There's full waterproofing, 8GB RAM and 128GB plus microSD, but there's one spec point that's missing - and it's a biggie. For some utterly obscure reason, Sony forgot to put in Qi wireless charging. Forgiveable on a budget handset, at this price (£800 RRP, remember, ouch), Qi should absolutely be there - and it's not, reducing the effective value of the smartphone to most geeks by a good £100. What were they thinking?
Still, find this at a good price and you won't have too many complaints. As I write this, the Xperia 5 ii still has my second SIM in it and if my primary were to be snatched away then I could absolutely get everything done on this Sony.
1. Apple iPhone 13 Pro, from £949
Unsurprisingly, there's an iPhone in this list and it's right at the top. In terms of price and quality. The 204g '13 Pro' is the sweet spot in the iPhone 13 line-up, with the best camera (without compromise, as with the iPhone 12 Pro range) and cutting edge display and internals, yet without the 244g weight of the ever-heavier iPhone 13 Pro Max.
Now, there are a couple of compromises that come along with picking and using an iPhone, of course. One is that there's no 3.5mm jack, but then this is becoming very common in the Android flagship world too, plus it's not quite so much an issue as it used to be because Bluetooth 5 is now so good - and because Apple has kept its Lightning/3.5mm adapters dirt cheap in its store (I have about a dozen for my family as we kept losing them!)
The second compromise is iOS itself, in not being as open as Android (or indeed other previous mobile OS) in terms of files and access, but it's a heck of a lot better than it used to be and both OneDrive and Google Drive are accessible from most applications. Plus, again, a lot of Android flagships are dropping microSD expansion, so things are equalising there.

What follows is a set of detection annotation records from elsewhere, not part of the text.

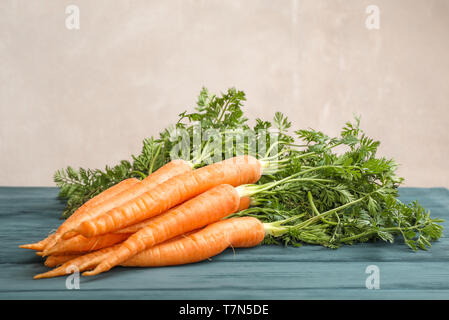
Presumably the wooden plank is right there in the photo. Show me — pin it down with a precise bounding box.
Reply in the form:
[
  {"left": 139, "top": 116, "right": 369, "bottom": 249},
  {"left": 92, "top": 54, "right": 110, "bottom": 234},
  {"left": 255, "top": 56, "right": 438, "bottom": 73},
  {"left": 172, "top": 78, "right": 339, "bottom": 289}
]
[{"left": 0, "top": 187, "right": 449, "bottom": 299}]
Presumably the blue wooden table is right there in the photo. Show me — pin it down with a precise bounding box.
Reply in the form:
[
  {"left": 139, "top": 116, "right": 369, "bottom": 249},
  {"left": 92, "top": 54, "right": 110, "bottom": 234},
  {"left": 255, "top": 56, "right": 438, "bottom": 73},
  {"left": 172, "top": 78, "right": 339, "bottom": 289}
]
[{"left": 0, "top": 187, "right": 449, "bottom": 299}]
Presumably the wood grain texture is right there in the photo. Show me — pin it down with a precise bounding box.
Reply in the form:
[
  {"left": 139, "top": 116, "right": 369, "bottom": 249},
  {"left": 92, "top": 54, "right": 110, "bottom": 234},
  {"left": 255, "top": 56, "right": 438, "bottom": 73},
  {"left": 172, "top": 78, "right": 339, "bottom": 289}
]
[{"left": 0, "top": 187, "right": 449, "bottom": 300}]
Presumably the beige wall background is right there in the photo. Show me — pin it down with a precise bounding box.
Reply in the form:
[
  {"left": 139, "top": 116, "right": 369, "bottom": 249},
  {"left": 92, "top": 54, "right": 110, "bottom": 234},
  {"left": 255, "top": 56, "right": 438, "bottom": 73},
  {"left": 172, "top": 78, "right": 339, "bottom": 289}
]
[{"left": 0, "top": 0, "right": 449, "bottom": 187}]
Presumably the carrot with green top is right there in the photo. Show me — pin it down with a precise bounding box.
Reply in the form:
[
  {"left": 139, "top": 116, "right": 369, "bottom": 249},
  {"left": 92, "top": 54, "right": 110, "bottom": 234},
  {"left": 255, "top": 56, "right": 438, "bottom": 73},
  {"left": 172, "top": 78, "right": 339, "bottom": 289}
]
[
  {"left": 59, "top": 159, "right": 193, "bottom": 239},
  {"left": 19, "top": 178, "right": 139, "bottom": 251},
  {"left": 75, "top": 156, "right": 263, "bottom": 237}
]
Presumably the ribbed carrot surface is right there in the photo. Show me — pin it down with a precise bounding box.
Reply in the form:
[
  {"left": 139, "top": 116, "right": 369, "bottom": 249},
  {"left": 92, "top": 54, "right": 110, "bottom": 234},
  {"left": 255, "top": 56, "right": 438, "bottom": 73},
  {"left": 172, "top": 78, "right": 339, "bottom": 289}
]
[
  {"left": 121, "top": 217, "right": 265, "bottom": 267},
  {"left": 114, "top": 197, "right": 251, "bottom": 233},
  {"left": 237, "top": 197, "right": 251, "bottom": 211},
  {"left": 60, "top": 160, "right": 192, "bottom": 239},
  {"left": 34, "top": 246, "right": 116, "bottom": 279},
  {"left": 44, "top": 254, "right": 80, "bottom": 268},
  {"left": 85, "top": 184, "right": 240, "bottom": 275},
  {"left": 19, "top": 178, "right": 139, "bottom": 251},
  {"left": 44, "top": 233, "right": 131, "bottom": 256},
  {"left": 75, "top": 156, "right": 262, "bottom": 237}
]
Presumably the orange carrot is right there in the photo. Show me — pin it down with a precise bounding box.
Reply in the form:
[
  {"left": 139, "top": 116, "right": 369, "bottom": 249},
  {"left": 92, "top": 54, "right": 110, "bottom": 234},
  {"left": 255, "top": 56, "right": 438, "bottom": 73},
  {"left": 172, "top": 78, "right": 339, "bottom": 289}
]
[
  {"left": 75, "top": 156, "right": 262, "bottom": 237},
  {"left": 84, "top": 184, "right": 240, "bottom": 275},
  {"left": 44, "top": 254, "right": 80, "bottom": 268},
  {"left": 43, "top": 233, "right": 131, "bottom": 256},
  {"left": 237, "top": 197, "right": 251, "bottom": 211},
  {"left": 34, "top": 246, "right": 120, "bottom": 279},
  {"left": 34, "top": 217, "right": 265, "bottom": 279},
  {"left": 114, "top": 197, "right": 251, "bottom": 233},
  {"left": 60, "top": 159, "right": 192, "bottom": 239},
  {"left": 34, "top": 230, "right": 198, "bottom": 279},
  {"left": 121, "top": 217, "right": 265, "bottom": 267},
  {"left": 19, "top": 178, "right": 139, "bottom": 251},
  {"left": 19, "top": 233, "right": 55, "bottom": 251}
]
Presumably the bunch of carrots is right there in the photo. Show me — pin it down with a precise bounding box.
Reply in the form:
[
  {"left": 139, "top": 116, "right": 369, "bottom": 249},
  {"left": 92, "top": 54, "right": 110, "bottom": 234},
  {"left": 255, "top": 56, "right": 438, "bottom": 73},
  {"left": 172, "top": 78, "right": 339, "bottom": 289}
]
[{"left": 20, "top": 155, "right": 288, "bottom": 279}]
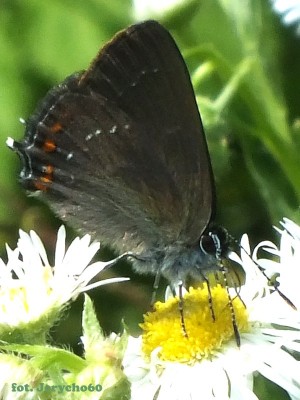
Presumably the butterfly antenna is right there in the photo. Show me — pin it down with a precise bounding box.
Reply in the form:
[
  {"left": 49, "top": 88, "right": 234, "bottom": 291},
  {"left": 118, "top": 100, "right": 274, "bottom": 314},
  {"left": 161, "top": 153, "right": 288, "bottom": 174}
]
[
  {"left": 150, "top": 269, "right": 161, "bottom": 309},
  {"left": 230, "top": 236, "right": 297, "bottom": 310},
  {"left": 201, "top": 274, "right": 216, "bottom": 322},
  {"left": 210, "top": 233, "right": 241, "bottom": 347},
  {"left": 178, "top": 281, "right": 188, "bottom": 338}
]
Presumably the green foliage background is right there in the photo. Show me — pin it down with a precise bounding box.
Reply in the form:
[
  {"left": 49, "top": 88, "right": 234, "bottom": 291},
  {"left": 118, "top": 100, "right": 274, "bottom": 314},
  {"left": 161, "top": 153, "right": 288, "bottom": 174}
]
[{"left": 0, "top": 0, "right": 300, "bottom": 399}]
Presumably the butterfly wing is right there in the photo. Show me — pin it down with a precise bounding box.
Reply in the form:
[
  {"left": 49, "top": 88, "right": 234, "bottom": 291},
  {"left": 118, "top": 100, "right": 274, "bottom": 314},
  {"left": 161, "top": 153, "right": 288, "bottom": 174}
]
[{"left": 11, "top": 21, "right": 214, "bottom": 252}]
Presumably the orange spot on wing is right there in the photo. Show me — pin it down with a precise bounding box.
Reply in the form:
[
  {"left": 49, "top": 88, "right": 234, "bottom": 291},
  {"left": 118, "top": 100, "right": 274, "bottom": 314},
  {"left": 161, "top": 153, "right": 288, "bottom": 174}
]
[
  {"left": 43, "top": 140, "right": 56, "bottom": 153},
  {"left": 50, "top": 122, "right": 62, "bottom": 133}
]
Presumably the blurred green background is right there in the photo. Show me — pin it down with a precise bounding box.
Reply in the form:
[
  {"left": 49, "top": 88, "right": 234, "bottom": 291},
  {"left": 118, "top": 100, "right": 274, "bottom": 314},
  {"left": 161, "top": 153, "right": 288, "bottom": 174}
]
[{"left": 0, "top": 0, "right": 300, "bottom": 398}]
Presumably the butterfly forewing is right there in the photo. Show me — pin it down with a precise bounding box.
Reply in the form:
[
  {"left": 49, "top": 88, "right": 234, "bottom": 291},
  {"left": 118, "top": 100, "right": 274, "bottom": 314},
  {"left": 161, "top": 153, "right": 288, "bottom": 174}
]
[{"left": 12, "top": 21, "right": 214, "bottom": 255}]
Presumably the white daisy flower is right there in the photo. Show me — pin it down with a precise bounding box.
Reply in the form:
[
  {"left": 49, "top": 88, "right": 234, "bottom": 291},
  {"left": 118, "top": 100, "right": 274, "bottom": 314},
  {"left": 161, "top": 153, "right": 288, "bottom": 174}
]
[
  {"left": 124, "top": 220, "right": 300, "bottom": 400},
  {"left": 0, "top": 226, "right": 126, "bottom": 342},
  {"left": 272, "top": 0, "right": 300, "bottom": 33}
]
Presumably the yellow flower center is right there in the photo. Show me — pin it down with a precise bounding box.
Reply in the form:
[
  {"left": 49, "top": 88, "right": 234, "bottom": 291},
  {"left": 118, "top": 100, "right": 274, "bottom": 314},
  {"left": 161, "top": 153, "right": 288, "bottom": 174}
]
[{"left": 141, "top": 284, "right": 250, "bottom": 364}]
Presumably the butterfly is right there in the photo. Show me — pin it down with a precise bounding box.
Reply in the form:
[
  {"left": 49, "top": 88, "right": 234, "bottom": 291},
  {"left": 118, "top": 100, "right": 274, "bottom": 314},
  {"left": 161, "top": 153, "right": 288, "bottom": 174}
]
[{"left": 7, "top": 21, "right": 230, "bottom": 284}]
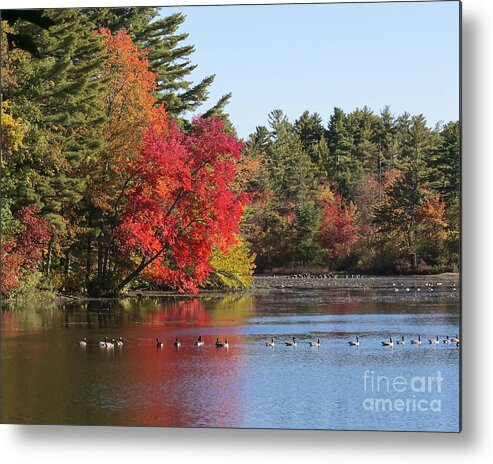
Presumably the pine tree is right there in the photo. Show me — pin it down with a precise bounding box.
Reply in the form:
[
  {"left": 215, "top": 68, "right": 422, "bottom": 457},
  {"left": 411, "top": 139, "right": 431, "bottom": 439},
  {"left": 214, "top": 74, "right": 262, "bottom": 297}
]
[
  {"left": 87, "top": 7, "right": 231, "bottom": 118},
  {"left": 3, "top": 9, "right": 104, "bottom": 272}
]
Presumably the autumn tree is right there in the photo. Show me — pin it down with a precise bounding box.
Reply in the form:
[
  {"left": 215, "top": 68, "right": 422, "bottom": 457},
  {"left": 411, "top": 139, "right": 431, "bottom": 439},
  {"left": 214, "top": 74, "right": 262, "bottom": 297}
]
[
  {"left": 116, "top": 119, "right": 247, "bottom": 291},
  {"left": 316, "top": 193, "right": 359, "bottom": 260}
]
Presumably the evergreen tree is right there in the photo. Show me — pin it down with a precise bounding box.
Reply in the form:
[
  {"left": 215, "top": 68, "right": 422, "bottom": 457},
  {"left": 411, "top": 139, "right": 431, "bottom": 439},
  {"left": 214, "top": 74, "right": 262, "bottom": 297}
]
[
  {"left": 88, "top": 7, "right": 232, "bottom": 118},
  {"left": 267, "top": 110, "right": 315, "bottom": 204},
  {"left": 429, "top": 122, "right": 460, "bottom": 201},
  {"left": 327, "top": 108, "right": 363, "bottom": 198}
]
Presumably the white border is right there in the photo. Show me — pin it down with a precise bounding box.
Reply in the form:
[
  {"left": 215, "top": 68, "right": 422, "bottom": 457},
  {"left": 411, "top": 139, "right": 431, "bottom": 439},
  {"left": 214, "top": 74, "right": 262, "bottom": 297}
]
[{"left": 0, "top": 0, "right": 493, "bottom": 464}]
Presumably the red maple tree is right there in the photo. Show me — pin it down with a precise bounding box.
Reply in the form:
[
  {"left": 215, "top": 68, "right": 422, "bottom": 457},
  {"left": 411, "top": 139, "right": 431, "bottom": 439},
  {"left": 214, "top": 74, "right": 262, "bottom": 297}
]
[{"left": 115, "top": 118, "right": 247, "bottom": 292}]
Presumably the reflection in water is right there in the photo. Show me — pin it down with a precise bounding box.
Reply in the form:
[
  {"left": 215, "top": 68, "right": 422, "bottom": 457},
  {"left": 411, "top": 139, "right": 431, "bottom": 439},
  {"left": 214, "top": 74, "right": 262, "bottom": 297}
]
[{"left": 1, "top": 289, "right": 459, "bottom": 430}]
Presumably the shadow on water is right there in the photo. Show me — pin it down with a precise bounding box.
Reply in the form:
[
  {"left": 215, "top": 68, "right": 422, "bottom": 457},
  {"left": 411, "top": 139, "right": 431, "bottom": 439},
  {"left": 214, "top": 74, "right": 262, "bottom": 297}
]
[{"left": 1, "top": 280, "right": 459, "bottom": 431}]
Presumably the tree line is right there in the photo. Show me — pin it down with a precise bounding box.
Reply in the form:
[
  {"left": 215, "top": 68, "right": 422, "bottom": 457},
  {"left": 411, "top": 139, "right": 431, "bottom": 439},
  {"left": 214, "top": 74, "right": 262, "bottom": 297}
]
[
  {"left": 242, "top": 107, "right": 460, "bottom": 274},
  {"left": 1, "top": 7, "right": 459, "bottom": 296}
]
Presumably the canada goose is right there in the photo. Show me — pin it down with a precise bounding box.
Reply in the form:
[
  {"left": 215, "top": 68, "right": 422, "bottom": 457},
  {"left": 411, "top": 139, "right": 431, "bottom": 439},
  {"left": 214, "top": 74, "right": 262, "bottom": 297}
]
[
  {"left": 216, "top": 338, "right": 229, "bottom": 348},
  {"left": 284, "top": 337, "right": 298, "bottom": 346},
  {"left": 382, "top": 337, "right": 394, "bottom": 346},
  {"left": 348, "top": 335, "right": 359, "bottom": 346}
]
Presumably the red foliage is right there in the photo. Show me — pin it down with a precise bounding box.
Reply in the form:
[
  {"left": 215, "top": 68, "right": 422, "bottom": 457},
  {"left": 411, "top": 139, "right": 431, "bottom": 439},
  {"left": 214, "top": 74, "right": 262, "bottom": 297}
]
[
  {"left": 116, "top": 119, "right": 247, "bottom": 292},
  {"left": 418, "top": 194, "right": 448, "bottom": 240},
  {"left": 0, "top": 205, "right": 51, "bottom": 295},
  {"left": 315, "top": 195, "right": 359, "bottom": 258}
]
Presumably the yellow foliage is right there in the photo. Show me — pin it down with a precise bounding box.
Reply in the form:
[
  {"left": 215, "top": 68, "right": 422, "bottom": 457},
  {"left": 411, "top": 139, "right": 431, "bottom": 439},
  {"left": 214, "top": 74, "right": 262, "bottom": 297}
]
[{"left": 209, "top": 238, "right": 255, "bottom": 289}]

Imaging and multimedia are top notch on the iPhone flagships in recent years, as I covered here in my look at the two main OS. The triple camera system is top quality and fine tuned to work smoothly from 0.5x through to about 10x zoom, while the stereo speakers have Dolby Atmos baked in and sound fantastic, with bass octave shifting, so you hear more on small phone speakers than on other smartphones.
Add in a stunningly clear and bright screen behind Ceramic Shield glass, a stainless steel frame, waterproofing to 6m for 30 minutes(!), utterly superb battery life, and up to at least six years of OS updates. If I was buying one single smartphone from scratch in late 2021 then this is the one I'd go for - though the 256GB model, which admittedly just breaks £1000!
PS. If you really want value for money, then the best tip I can give is to look on the second hand market, where you can get yesterday's flagships at a knock-down price, wherever you are in the world. Your local eBay is obvious but also full of pitfalls, with scammers and locked/blocked phones not uncommon. In terms of curated sellers, certainly in the UK, sign up to the free (ignore any requests for a pro account) MeWe, which is where I hang out, and then into the 'PSC Classifieds' group (when challenged for admittance, quote my name and the URL of this article as your way in). Then there are plenty of second hand shops which offer guarantees, such as CeX in the UK, and local equivalents around the world.